Le nouveau Parti communiste roumain (PCR) a réalisé, samedi 3 juillet, à Bucarest son congrès fondateur qui a réuni plus de 400 délégués et invités.

 

 

Bien qu'il partage le nom du Parti communiste roumain historique, le nouveau PCR est issu du changement de nom du Parti de l'alliance socialiste déjà existant, et qui ne dispose pas de représentation parlementaire.



Son leader, Constanti Rotaru, a fait un bilan des 20 ans qui se sont écoulés depuis le coup d'Etat de décembre 1989, qui a renversé le régime socialiste, considérant que la restauration du capitalisme a provoqué un véritable « génocide social ». En mémoire des victimes du capitalisme dans le pays, le congrès a observé une minute de silence.



Rotaru a mentionné la casse des entreprises et des services publics, ainsi que la destruction généralisée de l'appareil productif, qui a réduit la population à la misère, forçant des millions de roumains à abandonner leur pays pour chercher du travail.

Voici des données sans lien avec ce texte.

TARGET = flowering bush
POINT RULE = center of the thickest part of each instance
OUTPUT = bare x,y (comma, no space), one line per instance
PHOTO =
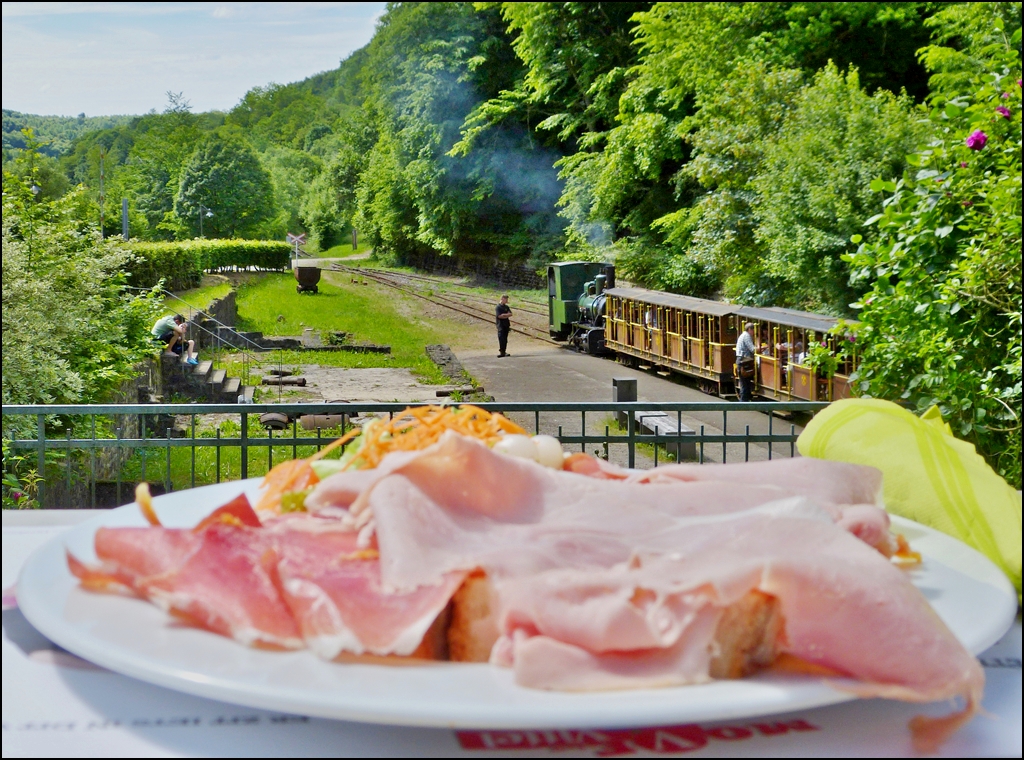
942,321
976,140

Parmi les nombreux exemples concrets, il a mentionné le fait qu'ils restent actuellement à peine 54% des hôpitaux existants en 1989, la production textile représente 13% de celle de 1989, l'extraction de charbon 36%, la production d'acier 19%, la production de machines-outils 5%, restent 31% du cheptel bovin de 1989 et la production de viande est retombée à 14% du niveau atteint il y a vingt ans.



Dans un communiqué, cité par l'agence AFP, le PCR affirme qu'il « se lance dans la lutte pour mettre fin au pillage auquel le pays est soumis », fixant comme objectif l'élection d'une représentation parlementaire. Dans son programme, il défend la gratuité de l'éducation publique et la propriété étatique dans les secteurs stratégiques.



Toutefois, la légalisation du nouveau parti est une bataille qui s'annonce difficile, puisqu'une loi de 1991 interdit expressément « les manifestations publiques qui font la propagande d'idées totalitaires de nature fasciste, communiste, raciste ou de toute organisation terroriste ».